Learning Rate Range Test Calculator

Calculator Inputs

The page uses a single vertical flow. Inside the calculator, fields adapt to three columns on large screens, two on tablets, and one on mobile.

Starting Learning Rate

Example: 0.00001

Ending Learning Rate

Example: 1

Test Steps

Usually 20 to 100 steps.

Smoothing Beta

Higher values reduce noisy loss spikes.

Divergence Threshold %

How far loss can rise above the running minimum.

Warmup Steps to Ignore

Skips early noisy points when searching for signals.

Lower Safety Factor

Suggested minimum uses steepest rate divided by this factor.

Upper Safety Factor

Suggested maximum uses min-loss and divergence limits.

Observed Loss Count

This field updates after submission.

Observed Loss Values

Paste comma-separated or line-separated losses captured during the range test.
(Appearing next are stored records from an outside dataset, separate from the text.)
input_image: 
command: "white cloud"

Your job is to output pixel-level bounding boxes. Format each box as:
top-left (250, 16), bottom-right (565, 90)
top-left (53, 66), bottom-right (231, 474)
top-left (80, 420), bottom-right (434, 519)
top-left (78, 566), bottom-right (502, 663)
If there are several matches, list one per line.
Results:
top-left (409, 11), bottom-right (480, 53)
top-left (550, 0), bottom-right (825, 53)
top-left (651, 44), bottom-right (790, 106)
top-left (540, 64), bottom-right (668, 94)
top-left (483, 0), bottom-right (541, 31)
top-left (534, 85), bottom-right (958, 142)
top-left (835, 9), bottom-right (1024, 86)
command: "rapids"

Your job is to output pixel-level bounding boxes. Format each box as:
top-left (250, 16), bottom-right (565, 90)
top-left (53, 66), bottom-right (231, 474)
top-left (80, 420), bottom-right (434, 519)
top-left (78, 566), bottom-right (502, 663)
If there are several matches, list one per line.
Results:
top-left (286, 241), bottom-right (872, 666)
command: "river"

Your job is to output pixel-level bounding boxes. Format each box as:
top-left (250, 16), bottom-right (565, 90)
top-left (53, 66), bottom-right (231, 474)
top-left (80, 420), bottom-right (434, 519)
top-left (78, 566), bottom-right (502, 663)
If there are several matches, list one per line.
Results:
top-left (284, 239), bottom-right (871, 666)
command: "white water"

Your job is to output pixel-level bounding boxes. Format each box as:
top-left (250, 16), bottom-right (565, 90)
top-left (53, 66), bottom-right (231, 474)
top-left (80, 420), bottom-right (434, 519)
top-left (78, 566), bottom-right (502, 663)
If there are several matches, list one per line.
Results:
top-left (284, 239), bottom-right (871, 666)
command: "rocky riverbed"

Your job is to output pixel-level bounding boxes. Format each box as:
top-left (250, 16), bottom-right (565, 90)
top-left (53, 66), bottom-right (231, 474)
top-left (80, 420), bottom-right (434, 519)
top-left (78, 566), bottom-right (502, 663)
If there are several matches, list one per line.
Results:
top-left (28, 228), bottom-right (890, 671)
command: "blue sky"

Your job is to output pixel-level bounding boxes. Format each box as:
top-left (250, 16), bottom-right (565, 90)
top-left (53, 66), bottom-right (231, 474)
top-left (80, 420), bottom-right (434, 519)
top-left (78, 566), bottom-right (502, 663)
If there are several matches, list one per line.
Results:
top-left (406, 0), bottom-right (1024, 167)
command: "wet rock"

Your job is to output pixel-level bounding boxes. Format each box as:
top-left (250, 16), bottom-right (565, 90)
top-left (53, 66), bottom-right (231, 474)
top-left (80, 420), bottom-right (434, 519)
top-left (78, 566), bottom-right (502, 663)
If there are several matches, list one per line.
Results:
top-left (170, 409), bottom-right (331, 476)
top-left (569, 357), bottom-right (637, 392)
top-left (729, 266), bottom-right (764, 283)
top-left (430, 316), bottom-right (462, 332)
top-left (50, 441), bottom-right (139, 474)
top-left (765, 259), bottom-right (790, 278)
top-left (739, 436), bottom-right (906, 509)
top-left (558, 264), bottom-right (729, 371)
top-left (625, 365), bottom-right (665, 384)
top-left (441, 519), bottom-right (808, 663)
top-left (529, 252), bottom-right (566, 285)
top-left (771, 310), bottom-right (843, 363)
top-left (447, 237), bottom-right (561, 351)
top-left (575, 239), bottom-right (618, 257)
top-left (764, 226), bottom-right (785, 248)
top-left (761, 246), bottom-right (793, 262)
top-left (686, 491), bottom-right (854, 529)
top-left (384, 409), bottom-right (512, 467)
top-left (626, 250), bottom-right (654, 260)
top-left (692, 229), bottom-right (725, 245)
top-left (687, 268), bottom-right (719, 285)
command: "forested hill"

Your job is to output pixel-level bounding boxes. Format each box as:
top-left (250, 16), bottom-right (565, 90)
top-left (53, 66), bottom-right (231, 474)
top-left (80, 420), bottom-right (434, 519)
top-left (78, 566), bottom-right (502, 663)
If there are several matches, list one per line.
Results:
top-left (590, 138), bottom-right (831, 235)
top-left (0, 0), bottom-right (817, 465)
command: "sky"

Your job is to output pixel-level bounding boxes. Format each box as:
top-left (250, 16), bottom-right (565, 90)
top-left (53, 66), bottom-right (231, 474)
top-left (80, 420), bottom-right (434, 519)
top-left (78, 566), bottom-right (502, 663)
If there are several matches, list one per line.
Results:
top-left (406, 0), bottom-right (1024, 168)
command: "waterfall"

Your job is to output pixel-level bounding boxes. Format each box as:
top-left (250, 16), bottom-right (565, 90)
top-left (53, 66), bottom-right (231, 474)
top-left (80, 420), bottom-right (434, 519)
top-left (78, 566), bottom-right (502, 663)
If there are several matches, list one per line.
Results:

The calculator uses the first N values that match your step count.

Formula Used

1) Exponential learning-rate sweep

The test increases the learning rate multiplicatively across steps:

multiplier = (end_lr / start_lr)^(1 / (steps - 1))

lr_i = start_lr × multiplier^i

2) Smoothed loss

Losses are smoothed with exponential averaging, then bias-corrected:

ema_i = beta × ema_(i-1) + (1 - beta) × loss_i

smoothed_i = ema_i / (1 - beta^(i+1))

3) Divergence detection

The calculator marks divergence when smoothed loss rises above the running minimum by the chosen threshold:

smoothed_i > running_min_i × (1 + threshold / 100)

4) Suggested range

The lower bound comes from the steepest loss descent. The upper bound is constrained by the minimum-loss point and divergence point:

recommended_min = steepest_lr / lower_factor

recommended_max = min(min_loss_lr / upper_factor, divergence_lr / adjusted_factor)

How to Use This Calculator

Run a short training sweep that increases learning rate from a very small start value to an intentionally aggressive end value.
Copy the recorded loss values in order and paste them into the losses field.
Set your starting rate, ending rate, step count, smoothing beta, and divergence threshold.
Use warmup ignore if the first few steps are unusually noisy or unstable.
Press Run Range Test. Results appear above the form, directly below the page header.
Review the suggested minimum and maximum band, then test those values in normal training with validation metrics.
Export the summary and detailed point table with the CSV or PDF buttons after calculation.

Example Data Table

Step	Learning Rate	Raw Loss	Smoothed Loss	Comment
1	0.000010	2.20	2.20	Very small rate. Slow progress.
4	0.000062	1.81	1.99	Loss begins dropping steadily.
8	0.001438	1.39	1.69	Stable descent continues.
12	0.033598	1.16	1.43	Strong candidate region.
14	0.112884	1.24	1.39	Loss flattens slightly.
16	0.379269	1.55	1.46	Possible divergence onset.

FAQs

1) What does this calculator estimate?

It estimates a practical learning-rate band from an exponential range test. The result helps you avoid values that are too slow or already showing unstable loss behavior.

2) Why use smoothed loss instead of raw loss?

Raw batch losses are often noisy. Smoothing exposes the real trend, making it easier to detect steep improvement zones and the point where the loss starts breaking upward.

3) What is the steepest descent rate?

It is the learning rate where smoothed loss drops fastest relative to the logarithmic rate increase. Many practitioners use this point to anchor a safe starting band.

4) Why divide by safety factors?

A range test is intentionally aggressive. Dividing by safety factors pulls recommendations away from the edge, giving you room to train normally with better stability.

5) What if no divergence is detected?

That usually means your end learning rate was still conservative. Increase the ending rate, add more steps, or lower smoothing slightly to expose the instability point.

6) Can I use validation loss instead of training loss?

Yes, but keep the measurement sequence consistent. Most range tests use training loss because it updates frequently, while validation metrics can be too sparse during short sweeps.

7) How many steps should I test?

Twenty to one hundred steps often works well. Use enough points to reveal the trend, especially if your losses are noisy or the learning-rate span is very wide.

8) Is the suggested band always the final answer?

No. Treat it as a disciplined shortlist. Final selection should still depend on full training behavior, validation performance, schedule choice, regularization, and batch size.